Uma lua cheia domina esta paisagem fluvial, lançando uma luz verde sobre o Tâmisa e os barcos que flutuam nele. O reflexo da luz sobre a água leva o olhar do espectador à cúpula da catedral de São Paulo. [cair da noite sobre o Tâmisa de Atkinson Grimshaw, 1880 e texto do Livro da Arte, Martins Fontes].

Uma lua cheia domina esta paisagem fluvial, lançando uma luz verde sobre o Tâmisa e os barcos que flutuam nele. O reflexo da luz sobre a água leva o olhar do espectador à cúpula da catedral de São Paulo. [Cair da noite sobre o Tâmisa de Atkinson Grimshaw, 1880 e texto do Livro da Arte, Martins Fontes]. Fonte da figura: http://commons.wikimedia.org/wiki/File:Grimshaw-NightfallThames.jpg#mediaviewer/File:Grimshaw-NightfallThames.jpg

Coração das trevas

‘Cair da noite sobre o Tâmisa’ de Atkinson Grimshaw é a melhor imagem que ilustra o início de ‘Coração das Trevas’ de Joseph Conrad, leitura obrigatória nos países de língua inglesa.

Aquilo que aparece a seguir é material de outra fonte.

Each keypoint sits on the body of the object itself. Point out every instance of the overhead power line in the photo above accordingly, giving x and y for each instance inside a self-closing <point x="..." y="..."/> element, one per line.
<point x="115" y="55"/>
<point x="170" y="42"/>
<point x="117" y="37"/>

O livro conta a história de Marlowe, um ex-marinheiro incumbido pela ‘Companhia Mercantil Belga’ de resgatar o senhor Kurtz nos confins do Congo no final do século XIX. Kurtz é um traficante de marfim que usa métodos heterodoxos para conseguir essa espécie de ‘ouro branco’. Marlowe conta sua história como capitão de um barco à vapor que sobe o rio Congo e ao longo da viagem se depara com horrores, intrigas, traições e o ‘coração das trevas’. Interessantemente a saga é prefaciada por um devaneio que ocorre a Marlowe em pleno cair da noite sobre o Tâmisa, com a chegada dos primeiros navios romanos, colonizadores de um pântano no fim do mundo: “Estava pensando nos tempos muito antigos, quando os romanos chegaram aqui pela primeira vez, mil e novecentos anos atrás – tão pouco tempo… A luz emanou deste rio depois disso…”

Na verdade Conrad é o protagonista, pois navegou pelas águas do rio Congo entre 1890 e 1891 como capitão de um vapor. Conrad narra alguns dos horrores do colonialismo europeu. Mas o fascínio do livro não se resume a apenas a um testemunho de uma época e a uma visão política moderna aos olhos de hoje, mas à descrição sombria, quase gótica, de uma floresta tropical luxuriante e cheia de vida, que na narrativa de Conrad passa a ser ‘as trevas’. A cada curva do rio descrita por Conrad nos deparamos com o medo e o terror que uma floresta tropical emana. A cena da emboscada e a dos rituais do nativos amigos de Kurtz são o ponto culminante de uma aventura involuntária protagonizada por Marlowe.

Por tudo isso e muito mais ‘coração das trevas’ é literatura selvagem, é vida outdoor.